Mycophenolate is a selective inhibitor of inosinemonophosphate dehydrogenase which leads to inhibition of the de novo pathway of nucleotide synthesis. The antiproliferative effect of mycophenolate mainly affects activated T and B lymphocytes because the proliferation of these cells is critically dependent on the de novo purine synthesis compared with other eukaryotic cells. Since these lymphocytes have been suggested to play a pivotal role in the inflammation and immunopathogenesis of Sjogren's syndrome, mycophenolate might be a promising agent in the treatment of Sjogren's syndrome.

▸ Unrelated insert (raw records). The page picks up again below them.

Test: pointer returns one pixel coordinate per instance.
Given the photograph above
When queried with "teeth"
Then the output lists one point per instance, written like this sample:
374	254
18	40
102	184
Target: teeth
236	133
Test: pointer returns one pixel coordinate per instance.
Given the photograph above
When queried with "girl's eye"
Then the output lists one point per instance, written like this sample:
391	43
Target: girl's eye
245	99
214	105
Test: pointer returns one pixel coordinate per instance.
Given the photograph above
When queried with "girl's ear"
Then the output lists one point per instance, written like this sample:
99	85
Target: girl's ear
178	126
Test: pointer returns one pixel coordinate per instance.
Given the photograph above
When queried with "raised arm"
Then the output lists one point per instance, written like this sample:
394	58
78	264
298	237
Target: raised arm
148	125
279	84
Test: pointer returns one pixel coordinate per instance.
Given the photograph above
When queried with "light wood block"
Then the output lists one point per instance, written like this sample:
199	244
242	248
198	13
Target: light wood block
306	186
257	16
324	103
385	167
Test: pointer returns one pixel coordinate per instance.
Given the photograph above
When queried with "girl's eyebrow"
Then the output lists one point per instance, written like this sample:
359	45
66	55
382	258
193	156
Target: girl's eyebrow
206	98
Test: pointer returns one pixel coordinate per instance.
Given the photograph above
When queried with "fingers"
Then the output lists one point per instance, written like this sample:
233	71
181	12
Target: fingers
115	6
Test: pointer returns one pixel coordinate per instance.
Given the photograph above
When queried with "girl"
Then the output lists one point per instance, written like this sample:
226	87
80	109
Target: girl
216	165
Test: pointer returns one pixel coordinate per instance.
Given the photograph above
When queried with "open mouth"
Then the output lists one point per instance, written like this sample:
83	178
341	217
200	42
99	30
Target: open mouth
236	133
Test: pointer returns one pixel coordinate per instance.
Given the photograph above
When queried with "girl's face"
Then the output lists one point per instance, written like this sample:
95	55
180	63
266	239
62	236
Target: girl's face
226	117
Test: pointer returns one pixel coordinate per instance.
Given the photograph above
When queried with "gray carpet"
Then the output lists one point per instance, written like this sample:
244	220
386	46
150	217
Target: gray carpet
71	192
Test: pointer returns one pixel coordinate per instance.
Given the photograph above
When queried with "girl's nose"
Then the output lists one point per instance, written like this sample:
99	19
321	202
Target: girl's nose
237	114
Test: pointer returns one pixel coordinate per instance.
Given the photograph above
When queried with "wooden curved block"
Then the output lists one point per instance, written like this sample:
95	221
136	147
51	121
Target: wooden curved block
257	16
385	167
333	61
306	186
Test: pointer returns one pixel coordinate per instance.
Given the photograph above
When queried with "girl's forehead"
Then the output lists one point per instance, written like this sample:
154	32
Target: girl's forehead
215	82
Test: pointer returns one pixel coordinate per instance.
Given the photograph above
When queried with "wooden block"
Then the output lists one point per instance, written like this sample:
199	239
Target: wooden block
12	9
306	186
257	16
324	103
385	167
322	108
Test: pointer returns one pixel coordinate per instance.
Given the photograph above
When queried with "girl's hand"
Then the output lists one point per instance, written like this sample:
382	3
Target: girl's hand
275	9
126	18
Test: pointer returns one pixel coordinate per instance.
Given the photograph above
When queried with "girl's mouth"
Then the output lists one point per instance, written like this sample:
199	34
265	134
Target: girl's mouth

Past literature showed encouraging effects of mycophenolate on dryness symptoms and quality of life in patients with Sjogren's syndrome. Mycophenolate also has excellent immunomodulation effects in lupus nephritis. Currently mycophenolate is only used in lupus nephritis and organ transplant. It is unknown whether low dosage of mycophenolate could be used to improve ocular dryness and oral dryness in patients with Sjogren's syndrome.